What are the Different Types of Investments?

When it comes to investing, there are so many choices. What type of investment should you choose? There are so many different types of investments to choose from. But which one is right for you? You might feel overwhelmed, but don’t worry – there are many logical, smart, and safe ways to invest your money.

 
If you have cash that you’d like to put to good use, you’re in the right place. We’ll provide the basics about investing and how to get started. Once you understand the different types of investments, you’ll be ready to make an informed decision that suits your personal financial goals and risks.

What is Investing?

Investing is the purchase of a financial asset, such as stocks, real estate, or bonds with the intent to earn a profit. Investment can also mean “to put to use.” So investing can also mean putting your money to work.
 
Investment can also refer to saving money in order to provide resources for the future. There are many different types of investment vehicles available. It’s possible to invest in many different ways, from stocks to real estate to bonds.
 
Some investments are riskier than others. Your goal when investing is to seek out the ones that provide the highest expected returns for the level of risk you’re willing to take.

What is an investment?

Investing is the purchase of a financial asset, such as stocks, real estate, or bonds with the intent to earn a profit. Investment can also mean “to put to use.” So investing can also mean putting your money to work.
 
Investment can also refer to saving money in order to provide resources for the future. There are many different types of investment vehicles available. It’s possible to invest in many different ways, from stocks to real estate to bonds.
 
Some investments are riskier than others. Your goal when investing is to seek out the ones that provide the highest expected returns for the level of risk you’re willing to take.

#1. Stocks

Stocks are pieces of ownership in a company that are traded on an exchange, usually the stock market. When you purchase stocks, you are buying a fraction of ownership in the company.
 
The value of stocks depends on market demand and supply, which means they’re highly volatile. Generally, stocks are more risky than bonds and real estate, but offer higher potential returns.
 
There are two types of stocks: common stocks and preferred stocks. Common stocks are bought by the general public. Preferred stocks are generally given to investors, who then have the right to buy a percentage of the company at a later date.

#2. Bonds

Bonds are loans given by a government or corporation to investors in exchange for a set amount of interest, generally at a fixed rate for a specific time. Bonds are less risky than stocks.
 
Some bonds are government-issued, while others are corporate issued. Because bonds are backed by the government or a corporation, they are less risky than stocks, but generally don’t offer as much return.

#3. Mutual Funds

Mutual Funds are pools of money invested in many different asset classes, such as stocks, bonds, real estate, commodities, and more, all managed by a professional investment manager.
 
There are both fixed income (bonds) and equity (stocks) mutual funds. Mutual funds are similar to using a continuous investing service like Acorns or Betterment, where you simply fund your account with cash and/or investment funds available in your account and have it automatically rebalanced as needed.

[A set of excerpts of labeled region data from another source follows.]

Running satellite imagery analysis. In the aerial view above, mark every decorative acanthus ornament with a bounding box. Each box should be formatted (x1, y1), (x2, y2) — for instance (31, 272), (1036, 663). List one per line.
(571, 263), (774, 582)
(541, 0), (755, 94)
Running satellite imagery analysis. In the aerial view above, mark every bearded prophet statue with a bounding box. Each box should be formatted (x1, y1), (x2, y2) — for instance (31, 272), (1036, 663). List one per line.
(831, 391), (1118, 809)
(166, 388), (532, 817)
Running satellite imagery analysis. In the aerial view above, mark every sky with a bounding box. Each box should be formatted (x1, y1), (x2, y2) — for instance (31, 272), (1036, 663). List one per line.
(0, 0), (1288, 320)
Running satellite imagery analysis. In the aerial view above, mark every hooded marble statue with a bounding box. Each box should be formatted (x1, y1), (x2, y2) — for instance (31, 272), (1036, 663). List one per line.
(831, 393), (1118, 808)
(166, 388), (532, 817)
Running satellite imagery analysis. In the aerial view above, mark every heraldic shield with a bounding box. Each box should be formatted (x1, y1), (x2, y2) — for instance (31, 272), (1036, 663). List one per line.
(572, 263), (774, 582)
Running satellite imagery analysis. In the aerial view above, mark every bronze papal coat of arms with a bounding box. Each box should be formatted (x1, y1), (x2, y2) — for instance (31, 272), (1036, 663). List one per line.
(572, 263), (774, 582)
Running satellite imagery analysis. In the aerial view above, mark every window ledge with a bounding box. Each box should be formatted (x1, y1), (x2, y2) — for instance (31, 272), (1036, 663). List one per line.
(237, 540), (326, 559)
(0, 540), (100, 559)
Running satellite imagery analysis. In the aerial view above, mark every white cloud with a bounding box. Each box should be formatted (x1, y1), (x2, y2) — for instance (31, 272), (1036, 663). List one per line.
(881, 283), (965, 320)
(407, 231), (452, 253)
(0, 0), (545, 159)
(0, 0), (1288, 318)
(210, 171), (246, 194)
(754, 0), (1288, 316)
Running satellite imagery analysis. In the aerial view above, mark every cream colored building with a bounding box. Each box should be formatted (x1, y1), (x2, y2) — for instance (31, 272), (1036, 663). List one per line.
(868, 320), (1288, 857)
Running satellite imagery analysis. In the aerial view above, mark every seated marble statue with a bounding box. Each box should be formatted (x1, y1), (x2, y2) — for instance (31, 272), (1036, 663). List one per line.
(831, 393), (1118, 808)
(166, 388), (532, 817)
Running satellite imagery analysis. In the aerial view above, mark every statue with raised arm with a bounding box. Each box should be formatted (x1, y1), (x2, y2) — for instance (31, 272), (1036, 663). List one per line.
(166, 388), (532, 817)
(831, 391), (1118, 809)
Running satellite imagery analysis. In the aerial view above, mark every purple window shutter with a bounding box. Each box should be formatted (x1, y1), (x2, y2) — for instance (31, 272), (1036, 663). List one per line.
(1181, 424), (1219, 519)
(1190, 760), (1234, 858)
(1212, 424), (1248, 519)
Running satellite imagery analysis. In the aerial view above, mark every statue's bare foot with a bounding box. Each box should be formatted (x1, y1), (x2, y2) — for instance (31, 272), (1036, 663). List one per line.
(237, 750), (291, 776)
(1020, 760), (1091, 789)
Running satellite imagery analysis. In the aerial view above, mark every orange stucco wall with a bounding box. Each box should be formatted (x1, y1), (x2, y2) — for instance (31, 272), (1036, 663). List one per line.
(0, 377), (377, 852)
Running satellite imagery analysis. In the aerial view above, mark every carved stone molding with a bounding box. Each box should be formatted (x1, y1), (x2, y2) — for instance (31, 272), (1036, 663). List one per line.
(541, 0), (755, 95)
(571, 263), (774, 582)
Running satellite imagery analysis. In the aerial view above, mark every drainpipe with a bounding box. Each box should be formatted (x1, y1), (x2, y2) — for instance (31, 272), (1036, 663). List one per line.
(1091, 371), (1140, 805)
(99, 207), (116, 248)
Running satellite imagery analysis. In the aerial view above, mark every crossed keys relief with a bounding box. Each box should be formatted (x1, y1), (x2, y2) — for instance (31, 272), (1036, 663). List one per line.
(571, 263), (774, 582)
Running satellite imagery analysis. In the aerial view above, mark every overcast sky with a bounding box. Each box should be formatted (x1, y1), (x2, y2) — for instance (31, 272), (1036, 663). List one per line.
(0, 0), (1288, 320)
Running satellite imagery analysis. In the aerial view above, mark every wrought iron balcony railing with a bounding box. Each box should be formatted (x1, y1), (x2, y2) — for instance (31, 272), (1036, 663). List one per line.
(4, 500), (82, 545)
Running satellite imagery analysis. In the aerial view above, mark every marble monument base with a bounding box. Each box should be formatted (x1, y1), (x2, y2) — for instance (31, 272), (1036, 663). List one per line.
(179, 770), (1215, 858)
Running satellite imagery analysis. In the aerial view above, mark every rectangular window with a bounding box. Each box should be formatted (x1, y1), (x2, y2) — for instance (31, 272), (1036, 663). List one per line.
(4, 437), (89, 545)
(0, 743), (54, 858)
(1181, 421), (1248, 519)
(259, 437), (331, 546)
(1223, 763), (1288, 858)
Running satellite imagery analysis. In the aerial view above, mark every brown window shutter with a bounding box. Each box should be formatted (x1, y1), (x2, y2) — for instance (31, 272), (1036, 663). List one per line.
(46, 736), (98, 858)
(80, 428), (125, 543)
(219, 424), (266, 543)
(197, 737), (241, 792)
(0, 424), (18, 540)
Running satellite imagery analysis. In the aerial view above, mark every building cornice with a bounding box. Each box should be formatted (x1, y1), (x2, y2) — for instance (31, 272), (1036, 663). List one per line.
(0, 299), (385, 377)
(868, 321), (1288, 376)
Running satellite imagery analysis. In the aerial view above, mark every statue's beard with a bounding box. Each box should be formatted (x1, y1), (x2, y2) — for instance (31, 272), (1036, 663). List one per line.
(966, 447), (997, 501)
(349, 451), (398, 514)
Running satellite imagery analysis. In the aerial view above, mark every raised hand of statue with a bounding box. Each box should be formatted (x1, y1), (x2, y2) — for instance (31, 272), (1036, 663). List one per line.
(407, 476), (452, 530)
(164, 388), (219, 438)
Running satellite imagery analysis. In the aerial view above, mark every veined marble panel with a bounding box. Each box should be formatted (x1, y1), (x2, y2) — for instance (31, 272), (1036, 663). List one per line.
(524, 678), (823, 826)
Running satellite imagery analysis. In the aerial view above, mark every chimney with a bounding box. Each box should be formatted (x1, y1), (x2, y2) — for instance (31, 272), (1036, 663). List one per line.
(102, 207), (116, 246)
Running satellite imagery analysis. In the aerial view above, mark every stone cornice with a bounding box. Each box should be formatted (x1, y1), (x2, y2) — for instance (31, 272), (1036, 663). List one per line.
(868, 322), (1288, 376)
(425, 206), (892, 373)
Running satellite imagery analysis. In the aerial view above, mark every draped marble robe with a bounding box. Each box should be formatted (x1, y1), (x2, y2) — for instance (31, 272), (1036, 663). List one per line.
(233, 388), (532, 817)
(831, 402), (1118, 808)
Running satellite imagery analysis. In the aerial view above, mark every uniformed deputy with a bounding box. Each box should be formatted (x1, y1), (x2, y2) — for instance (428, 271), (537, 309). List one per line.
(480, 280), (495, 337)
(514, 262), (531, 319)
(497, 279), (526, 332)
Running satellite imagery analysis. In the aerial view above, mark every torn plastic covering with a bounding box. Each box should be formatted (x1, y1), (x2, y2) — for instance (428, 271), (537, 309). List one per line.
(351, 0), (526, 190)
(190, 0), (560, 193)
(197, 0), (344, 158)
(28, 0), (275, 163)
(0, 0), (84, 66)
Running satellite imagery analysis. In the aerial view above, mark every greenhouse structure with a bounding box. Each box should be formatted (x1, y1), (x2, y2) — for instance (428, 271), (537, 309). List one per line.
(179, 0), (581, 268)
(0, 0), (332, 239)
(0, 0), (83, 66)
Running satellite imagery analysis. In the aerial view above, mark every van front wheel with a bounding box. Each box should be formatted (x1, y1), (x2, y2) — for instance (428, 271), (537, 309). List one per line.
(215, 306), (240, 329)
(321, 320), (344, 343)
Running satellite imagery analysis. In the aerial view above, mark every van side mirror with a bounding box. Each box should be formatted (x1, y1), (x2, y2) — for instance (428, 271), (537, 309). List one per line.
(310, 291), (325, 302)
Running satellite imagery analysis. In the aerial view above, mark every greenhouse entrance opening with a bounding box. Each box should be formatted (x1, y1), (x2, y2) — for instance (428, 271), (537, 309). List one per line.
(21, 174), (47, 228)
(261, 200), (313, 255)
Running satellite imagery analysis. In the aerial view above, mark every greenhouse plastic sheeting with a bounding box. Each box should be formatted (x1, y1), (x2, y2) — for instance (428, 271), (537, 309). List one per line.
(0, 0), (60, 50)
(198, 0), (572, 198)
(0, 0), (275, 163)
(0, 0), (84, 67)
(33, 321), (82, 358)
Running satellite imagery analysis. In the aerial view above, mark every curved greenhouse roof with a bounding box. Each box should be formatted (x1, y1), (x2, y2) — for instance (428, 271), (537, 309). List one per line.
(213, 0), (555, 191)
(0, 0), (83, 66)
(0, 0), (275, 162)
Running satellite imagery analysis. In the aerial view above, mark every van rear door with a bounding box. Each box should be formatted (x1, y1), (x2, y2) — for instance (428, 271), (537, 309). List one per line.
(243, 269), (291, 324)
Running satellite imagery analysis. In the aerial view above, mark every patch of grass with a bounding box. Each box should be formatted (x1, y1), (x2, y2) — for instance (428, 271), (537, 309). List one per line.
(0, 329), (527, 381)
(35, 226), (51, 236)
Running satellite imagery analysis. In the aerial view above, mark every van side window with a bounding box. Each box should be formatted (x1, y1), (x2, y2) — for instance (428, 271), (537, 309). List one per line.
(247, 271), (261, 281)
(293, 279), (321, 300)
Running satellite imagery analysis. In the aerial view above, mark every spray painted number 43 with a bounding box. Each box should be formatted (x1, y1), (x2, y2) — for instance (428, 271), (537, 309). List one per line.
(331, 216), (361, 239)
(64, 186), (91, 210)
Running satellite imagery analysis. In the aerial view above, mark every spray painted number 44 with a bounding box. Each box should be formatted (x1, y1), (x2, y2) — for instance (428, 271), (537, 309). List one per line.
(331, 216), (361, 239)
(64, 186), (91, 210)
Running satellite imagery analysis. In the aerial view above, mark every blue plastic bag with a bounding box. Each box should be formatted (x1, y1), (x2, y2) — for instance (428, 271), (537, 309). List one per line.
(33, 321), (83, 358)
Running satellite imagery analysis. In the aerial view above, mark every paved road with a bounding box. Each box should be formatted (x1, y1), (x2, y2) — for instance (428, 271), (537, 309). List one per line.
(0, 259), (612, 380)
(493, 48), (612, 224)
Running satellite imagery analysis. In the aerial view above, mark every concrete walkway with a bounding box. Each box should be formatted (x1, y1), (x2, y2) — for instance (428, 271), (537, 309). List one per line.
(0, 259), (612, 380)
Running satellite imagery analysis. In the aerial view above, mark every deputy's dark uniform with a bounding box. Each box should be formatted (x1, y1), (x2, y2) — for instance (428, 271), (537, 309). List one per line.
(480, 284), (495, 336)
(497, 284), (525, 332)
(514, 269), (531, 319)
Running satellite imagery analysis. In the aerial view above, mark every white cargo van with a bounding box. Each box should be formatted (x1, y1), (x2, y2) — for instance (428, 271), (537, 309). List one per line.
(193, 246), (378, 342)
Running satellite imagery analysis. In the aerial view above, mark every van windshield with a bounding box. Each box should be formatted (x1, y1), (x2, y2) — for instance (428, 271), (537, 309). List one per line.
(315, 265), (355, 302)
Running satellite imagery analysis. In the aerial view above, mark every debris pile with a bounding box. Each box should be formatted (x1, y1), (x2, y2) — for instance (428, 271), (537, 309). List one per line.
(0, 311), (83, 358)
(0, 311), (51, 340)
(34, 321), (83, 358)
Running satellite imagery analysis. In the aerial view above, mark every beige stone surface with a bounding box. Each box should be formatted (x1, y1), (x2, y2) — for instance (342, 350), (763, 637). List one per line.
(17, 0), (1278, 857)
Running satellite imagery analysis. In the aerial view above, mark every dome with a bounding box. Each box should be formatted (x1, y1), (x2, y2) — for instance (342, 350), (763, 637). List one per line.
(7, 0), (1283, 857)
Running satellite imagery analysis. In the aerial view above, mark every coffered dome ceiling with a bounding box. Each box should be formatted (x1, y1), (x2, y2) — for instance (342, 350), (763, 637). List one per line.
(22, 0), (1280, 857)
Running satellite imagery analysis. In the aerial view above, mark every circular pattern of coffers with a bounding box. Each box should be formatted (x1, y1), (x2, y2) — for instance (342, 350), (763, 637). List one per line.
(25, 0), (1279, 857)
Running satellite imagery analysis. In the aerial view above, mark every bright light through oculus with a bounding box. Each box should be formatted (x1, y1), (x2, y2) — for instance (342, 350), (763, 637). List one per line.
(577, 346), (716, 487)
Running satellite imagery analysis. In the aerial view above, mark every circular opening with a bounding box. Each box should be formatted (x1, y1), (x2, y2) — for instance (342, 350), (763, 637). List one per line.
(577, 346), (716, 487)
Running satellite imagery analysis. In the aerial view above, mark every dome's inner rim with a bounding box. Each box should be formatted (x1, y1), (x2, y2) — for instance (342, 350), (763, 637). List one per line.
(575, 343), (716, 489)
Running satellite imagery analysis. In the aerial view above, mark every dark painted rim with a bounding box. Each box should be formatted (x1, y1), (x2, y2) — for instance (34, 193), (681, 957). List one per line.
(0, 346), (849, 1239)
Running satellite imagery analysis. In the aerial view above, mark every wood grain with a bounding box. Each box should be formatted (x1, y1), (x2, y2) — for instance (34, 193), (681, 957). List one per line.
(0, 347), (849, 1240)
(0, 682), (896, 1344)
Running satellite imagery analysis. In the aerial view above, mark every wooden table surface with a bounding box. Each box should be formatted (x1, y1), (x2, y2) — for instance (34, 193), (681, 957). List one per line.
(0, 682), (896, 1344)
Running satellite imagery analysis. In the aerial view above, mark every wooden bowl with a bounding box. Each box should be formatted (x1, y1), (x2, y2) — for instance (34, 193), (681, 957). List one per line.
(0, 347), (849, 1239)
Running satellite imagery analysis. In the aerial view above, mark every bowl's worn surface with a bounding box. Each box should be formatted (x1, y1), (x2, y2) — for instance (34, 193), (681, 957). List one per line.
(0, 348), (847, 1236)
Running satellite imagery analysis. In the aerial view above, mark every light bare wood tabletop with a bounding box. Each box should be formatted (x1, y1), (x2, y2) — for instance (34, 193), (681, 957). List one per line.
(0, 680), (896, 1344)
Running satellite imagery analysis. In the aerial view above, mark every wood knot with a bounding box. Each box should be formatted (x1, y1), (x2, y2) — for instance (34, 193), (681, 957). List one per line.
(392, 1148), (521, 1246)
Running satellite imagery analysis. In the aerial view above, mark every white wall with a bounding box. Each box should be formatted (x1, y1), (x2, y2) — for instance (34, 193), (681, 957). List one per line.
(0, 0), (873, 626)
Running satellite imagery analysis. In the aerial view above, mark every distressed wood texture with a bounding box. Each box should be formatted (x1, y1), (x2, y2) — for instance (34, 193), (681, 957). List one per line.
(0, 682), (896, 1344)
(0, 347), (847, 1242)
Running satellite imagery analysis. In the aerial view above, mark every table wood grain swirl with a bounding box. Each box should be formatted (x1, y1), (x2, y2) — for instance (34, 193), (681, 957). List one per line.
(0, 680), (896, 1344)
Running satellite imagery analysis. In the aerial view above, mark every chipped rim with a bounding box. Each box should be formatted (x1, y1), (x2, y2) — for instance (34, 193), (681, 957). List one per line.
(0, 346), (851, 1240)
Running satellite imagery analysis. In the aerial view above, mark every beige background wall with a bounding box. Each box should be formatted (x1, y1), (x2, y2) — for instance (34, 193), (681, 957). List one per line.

#4. Exchange Traded Funds (ETFs)

Unlike mutual funds, which hold hundreds or thousands of different assets, ETFs hold just one asset, such as stocks or bonds.
 
They trade like stocks on an exchange, which means they can be bought and sold throughout the day like a common stock. ETFs are riskier than mutual funds, but offer less management fees.

#5. Real Estate Investment Trust (REIT)

Real estate investment trusts (REITs) are companies that own and manage real estate companies. REITs invest in real estate companies and own the actual properties, giving investors the potential of steady cash flow.

Conclusion

There are many different types of investments to choose from. Stocks are riskier, but offer more potential return. Bonds are less risky, but offer lower returns. Mutual funds are a combination of both and offer the best of both worlds. Exchange Traded Funds (ETFs) and Real Estate Investment Trusts (REITs) are less risky than stocks, but offer less potential return.